The disk just disappears.

Short of going through and replacing every piece of hardware in the
"bad" filers, I am at a loss of how to proceed. I've spent the morning
searching NOW without luck. [.Someone just pointed out to me that we
have a few X221_ST318304FC disks with NA06 firmware in several of our
filers, not just the good and bad clusters I've been describing, opening
us up to bug 27068 (we're trying to schedule downtime to upgrade the
firmware on all our filers now).] I am going to try upgrading the disk
firmware on the filers as a first step, but if anyone else has seen this
problem, or something similar, I would appreciate any input.

Geoff Hardin
geoff.hardin@dalsemi.com
If it's glowing, don't eat it...
Re: rampant disk failure [ In reply to ]
This sounds more like a general fiber channel error, perhaps
from a bad LRC or cable, or card. You should open up a ticket
with Network Appliance, or at the very least boot into maintenance
mode and run some of the detailed fiber channel tests from
the 1-5 menu.


On Wed, 24 Jul 2002, Geoff Hardin wrote:

| I have recently seen surge in the number of disk failures on an F760
| cluster in our datacenter. We have four F760's purchased a few months
| apart; one cluster has seen 12 disks fail in the past three months while
| the other cluster has seen two disks fail (I can only actually remember
| one, but I'm allowing for my failing memory as well).
|
| The clusters sit only a few feet apart so I am discounting
| environmental problems. Both clusters are running NetApp Release
| 6.1R1P1. The "bad" cluster is using mostly Seagate ST318203FC 18 GB
| disks, while the "good" cluster is mostly the Seagate ST118202FC drives
| (the infamous spin-up problem disks).
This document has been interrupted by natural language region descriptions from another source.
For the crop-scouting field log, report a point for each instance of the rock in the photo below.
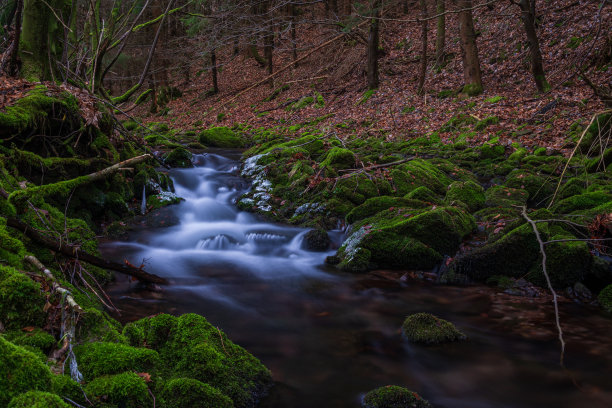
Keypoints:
(393, 396)
(425, 328)
(316, 240)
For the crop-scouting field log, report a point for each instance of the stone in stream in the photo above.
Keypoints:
(393, 396)
(316, 240)
(425, 328)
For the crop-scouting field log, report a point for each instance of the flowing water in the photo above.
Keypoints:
(329, 337)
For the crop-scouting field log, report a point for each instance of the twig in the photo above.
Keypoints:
(548, 282)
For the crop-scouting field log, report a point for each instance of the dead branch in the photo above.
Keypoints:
(548, 282)
(74, 251)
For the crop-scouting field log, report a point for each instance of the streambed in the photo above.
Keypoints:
(329, 337)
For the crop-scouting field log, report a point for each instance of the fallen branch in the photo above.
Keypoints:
(64, 187)
(74, 251)
(55, 286)
(548, 282)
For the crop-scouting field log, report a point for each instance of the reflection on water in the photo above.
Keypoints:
(329, 337)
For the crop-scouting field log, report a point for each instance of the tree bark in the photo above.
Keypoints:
(537, 66)
(74, 251)
(441, 31)
(373, 37)
(423, 70)
(469, 51)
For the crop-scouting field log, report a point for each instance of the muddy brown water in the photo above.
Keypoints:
(329, 337)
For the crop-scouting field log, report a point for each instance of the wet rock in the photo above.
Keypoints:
(425, 328)
(393, 396)
(316, 240)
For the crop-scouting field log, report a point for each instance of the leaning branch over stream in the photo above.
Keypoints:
(74, 251)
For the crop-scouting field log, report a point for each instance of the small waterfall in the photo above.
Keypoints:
(143, 204)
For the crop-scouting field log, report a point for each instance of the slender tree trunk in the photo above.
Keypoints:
(441, 31)
(373, 80)
(537, 66)
(213, 70)
(423, 71)
(471, 63)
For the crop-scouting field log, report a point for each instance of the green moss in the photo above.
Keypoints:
(468, 193)
(220, 137)
(339, 158)
(425, 328)
(36, 338)
(605, 298)
(21, 300)
(423, 194)
(179, 157)
(20, 371)
(187, 392)
(393, 396)
(582, 202)
(96, 359)
(376, 204)
(126, 390)
(37, 399)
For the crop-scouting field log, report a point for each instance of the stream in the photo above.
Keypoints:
(329, 337)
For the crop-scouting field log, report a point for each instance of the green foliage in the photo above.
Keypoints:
(20, 371)
(425, 328)
(220, 137)
(37, 399)
(393, 396)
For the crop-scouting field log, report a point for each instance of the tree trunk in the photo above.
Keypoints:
(423, 71)
(441, 31)
(537, 66)
(41, 46)
(373, 80)
(469, 52)
(213, 70)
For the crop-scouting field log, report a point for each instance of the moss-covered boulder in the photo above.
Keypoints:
(465, 193)
(605, 298)
(187, 392)
(127, 390)
(179, 157)
(220, 137)
(338, 158)
(425, 328)
(190, 347)
(96, 359)
(37, 399)
(20, 371)
(21, 300)
(393, 396)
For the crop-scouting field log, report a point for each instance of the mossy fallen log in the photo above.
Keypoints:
(74, 251)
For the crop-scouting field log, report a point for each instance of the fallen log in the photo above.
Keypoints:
(74, 251)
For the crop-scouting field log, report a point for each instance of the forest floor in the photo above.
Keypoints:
(572, 34)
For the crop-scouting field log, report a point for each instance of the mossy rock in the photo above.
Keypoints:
(393, 396)
(425, 328)
(338, 158)
(20, 371)
(466, 192)
(36, 338)
(187, 392)
(190, 347)
(377, 204)
(579, 202)
(37, 399)
(605, 298)
(502, 196)
(21, 300)
(220, 137)
(179, 157)
(96, 359)
(127, 390)
(423, 194)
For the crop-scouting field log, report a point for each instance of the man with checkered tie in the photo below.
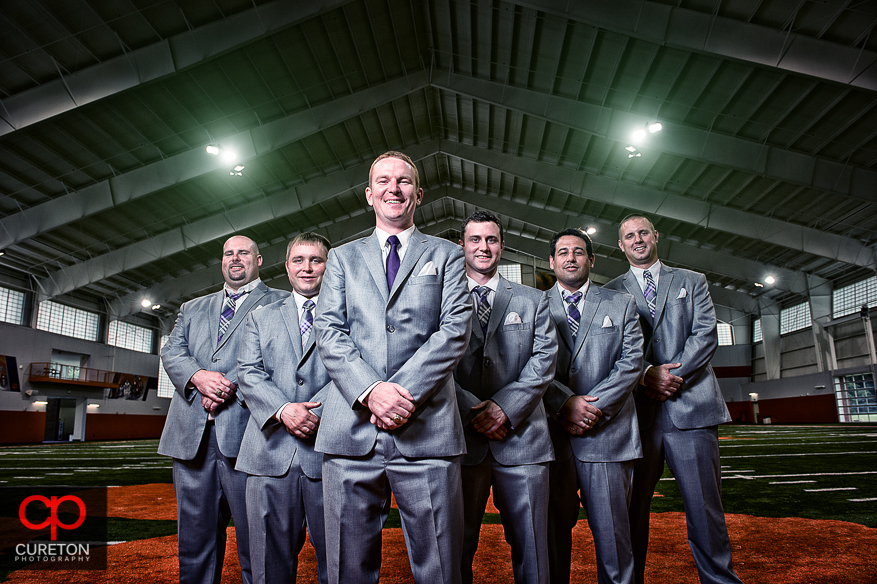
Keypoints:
(207, 416)
(594, 427)
(500, 381)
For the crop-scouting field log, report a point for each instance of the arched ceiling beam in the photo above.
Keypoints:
(661, 204)
(185, 166)
(209, 279)
(692, 30)
(676, 253)
(152, 62)
(685, 141)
The good cluster is unbalanced;
| one head has 52 disks and the other has 32. The bad cluster is evenly
| balanced (or it was before we started losing disks en masse) with 42 on
| each side. Both clusters are running disk firmware NA10 for the
| ST318203FC disks (I know, I just discovered that it's one rev out of
| date) and NA27 for the ST118202FC disks.
|
| The strangest part of this whole situation is that the disks rarely
| fail; they disappear and the partner complains that there is a cluster
| mismatch, breaks clustering, and sends out an email. The filer with the
| missing disk starts to rebuild (if it was a data disk) or merrily goes
| on its way (if it was a spare), but nothing ever shows up as broken.
| The disk just disappears.
|
| Short of going through and replacing every piece of hardware in the
| "bad" filers, I am at a loss of how to proceed. I've spent the morning
| searching NOW without luck. [.Someone just pointed out to me that we
| have a few X221_ST318304FC disks with NA06 firmware in several of our
| filers, not just the good and bad clusters I've been describing, opening
| us up to bug 27068 (we're trying to schedule downtime to upgrade the
| firmware on all our filers now).] I am going to try upgrading the disk
| firmware on the filers as a first step, but if anyone else has seen this
| problem, or something similar, I would appreciate any input.
|
| Geoff Hardin
| geoff.hardin@dalsemi.com
| If it's glowing, don't eat it...
|